• Arne Nordheim
  • Strygekvartet (1956)
    (String Quartet)

  • Edition Wilhelm Hansen Copenhagen (World)
  • str4tet
  • 18 min

Programme Note

The String Quartet is regarded by the composer himself as his first major work. Two important models for Nordheim are present in this work as sources of inspiration; namely, Béla Bartók and the Norwegian Fartein Valen. On another discourse level, we sense here a characteristically Mahlerian expressivity; longing and dis-ease.

Already in this early work we find several important elements in Nordheim's style. The first movement, Lento quasi una improvisazione, is notable for its easy developmental flow. Melodic lines of nearly recitative-like character are delicately spun out from small motivic cells. The procedure invites comparison with Bartokian line-play and Mahler's melodic ornamentation. We now experience Nordheim delving, however, into quite unique expressive registers. 'Soundblocks' of a fairly static character also impose themselves in the musical space, creating tension and unresolved expectations.

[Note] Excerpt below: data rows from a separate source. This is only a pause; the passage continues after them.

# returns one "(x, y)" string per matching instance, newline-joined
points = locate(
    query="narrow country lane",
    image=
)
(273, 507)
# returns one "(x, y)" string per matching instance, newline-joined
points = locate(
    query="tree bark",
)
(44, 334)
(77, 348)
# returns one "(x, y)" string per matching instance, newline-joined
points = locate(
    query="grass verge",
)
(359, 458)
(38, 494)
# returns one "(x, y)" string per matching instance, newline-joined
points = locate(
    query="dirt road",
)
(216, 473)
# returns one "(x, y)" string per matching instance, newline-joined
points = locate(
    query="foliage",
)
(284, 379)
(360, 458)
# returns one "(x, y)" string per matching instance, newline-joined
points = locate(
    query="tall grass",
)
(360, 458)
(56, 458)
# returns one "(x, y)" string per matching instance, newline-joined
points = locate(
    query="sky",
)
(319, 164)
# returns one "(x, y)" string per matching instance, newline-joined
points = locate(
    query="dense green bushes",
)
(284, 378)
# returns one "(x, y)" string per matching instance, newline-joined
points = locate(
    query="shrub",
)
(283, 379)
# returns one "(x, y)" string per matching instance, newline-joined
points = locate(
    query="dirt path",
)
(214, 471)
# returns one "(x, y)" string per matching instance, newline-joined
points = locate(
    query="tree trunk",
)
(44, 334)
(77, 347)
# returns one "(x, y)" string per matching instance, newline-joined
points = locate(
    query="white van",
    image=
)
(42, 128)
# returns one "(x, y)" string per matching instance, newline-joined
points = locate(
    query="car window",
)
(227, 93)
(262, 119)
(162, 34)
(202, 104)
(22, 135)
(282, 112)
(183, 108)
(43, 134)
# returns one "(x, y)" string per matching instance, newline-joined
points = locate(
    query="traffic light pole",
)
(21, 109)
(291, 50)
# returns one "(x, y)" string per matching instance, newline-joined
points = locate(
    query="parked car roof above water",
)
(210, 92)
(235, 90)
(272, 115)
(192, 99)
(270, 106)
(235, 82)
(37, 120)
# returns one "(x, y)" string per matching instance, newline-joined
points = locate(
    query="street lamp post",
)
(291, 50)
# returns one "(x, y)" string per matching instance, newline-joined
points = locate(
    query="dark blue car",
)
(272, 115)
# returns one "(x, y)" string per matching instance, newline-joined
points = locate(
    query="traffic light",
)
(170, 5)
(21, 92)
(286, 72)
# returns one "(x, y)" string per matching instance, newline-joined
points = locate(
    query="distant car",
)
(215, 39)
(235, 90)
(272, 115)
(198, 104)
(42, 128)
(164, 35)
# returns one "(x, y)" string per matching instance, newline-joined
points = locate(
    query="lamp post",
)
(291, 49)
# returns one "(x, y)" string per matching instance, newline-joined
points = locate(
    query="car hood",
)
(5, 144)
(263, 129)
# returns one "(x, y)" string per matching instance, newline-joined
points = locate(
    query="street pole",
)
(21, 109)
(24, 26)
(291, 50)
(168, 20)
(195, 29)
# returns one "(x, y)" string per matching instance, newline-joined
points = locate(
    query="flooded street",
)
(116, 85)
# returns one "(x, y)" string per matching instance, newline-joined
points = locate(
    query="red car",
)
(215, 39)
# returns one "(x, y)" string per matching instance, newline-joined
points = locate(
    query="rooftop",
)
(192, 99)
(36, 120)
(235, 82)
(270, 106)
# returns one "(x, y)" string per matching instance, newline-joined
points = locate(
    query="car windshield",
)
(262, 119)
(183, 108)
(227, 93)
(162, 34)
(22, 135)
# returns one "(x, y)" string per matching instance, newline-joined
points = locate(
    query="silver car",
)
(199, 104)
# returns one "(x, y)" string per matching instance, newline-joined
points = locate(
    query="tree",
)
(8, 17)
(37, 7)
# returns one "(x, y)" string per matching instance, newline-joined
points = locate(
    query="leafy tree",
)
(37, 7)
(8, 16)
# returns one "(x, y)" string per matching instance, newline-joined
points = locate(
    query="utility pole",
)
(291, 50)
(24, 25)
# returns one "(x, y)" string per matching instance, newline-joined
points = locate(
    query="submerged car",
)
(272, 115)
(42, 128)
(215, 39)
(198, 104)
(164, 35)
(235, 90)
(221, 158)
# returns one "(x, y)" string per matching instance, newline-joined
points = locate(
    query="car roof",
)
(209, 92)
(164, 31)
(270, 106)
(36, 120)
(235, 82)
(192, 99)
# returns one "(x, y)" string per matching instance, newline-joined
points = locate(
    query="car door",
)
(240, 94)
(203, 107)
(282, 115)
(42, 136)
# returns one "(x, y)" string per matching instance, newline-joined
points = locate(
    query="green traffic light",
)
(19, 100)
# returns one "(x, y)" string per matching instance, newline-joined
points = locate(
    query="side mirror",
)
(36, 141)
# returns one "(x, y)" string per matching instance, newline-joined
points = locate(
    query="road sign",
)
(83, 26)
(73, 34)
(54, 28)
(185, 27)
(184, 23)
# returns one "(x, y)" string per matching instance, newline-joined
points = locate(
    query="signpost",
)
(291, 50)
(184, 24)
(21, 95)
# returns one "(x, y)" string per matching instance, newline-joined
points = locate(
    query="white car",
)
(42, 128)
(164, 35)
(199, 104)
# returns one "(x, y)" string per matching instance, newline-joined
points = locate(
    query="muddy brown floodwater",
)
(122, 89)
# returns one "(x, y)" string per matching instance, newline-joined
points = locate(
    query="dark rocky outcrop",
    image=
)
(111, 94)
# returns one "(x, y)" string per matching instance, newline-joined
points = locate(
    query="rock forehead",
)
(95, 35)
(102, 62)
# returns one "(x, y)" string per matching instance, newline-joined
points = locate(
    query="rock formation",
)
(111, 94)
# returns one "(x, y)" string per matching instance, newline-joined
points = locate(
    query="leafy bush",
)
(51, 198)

The second movement is brooding, unsettled, and no gestures in the direction of a resolution are forthcoming. On the contrary, a general temporal paralysis imposes itself ever more strongly at times on the musical discourse. Epitaffio, the third and the final movement, is permeated in contrast by a beautiful thematic and spatial pellucidity. The violin's melodies waft limpidly above groundwaves of tone in the deeper strings. The expression seems fervent, a resigned longing. Nordheim' s String Quartet stands as an exemplar of artful temporal manipulation and how distinctly musical and semantic discourse universes (eternity, transitoriness, expectation) may be approximated.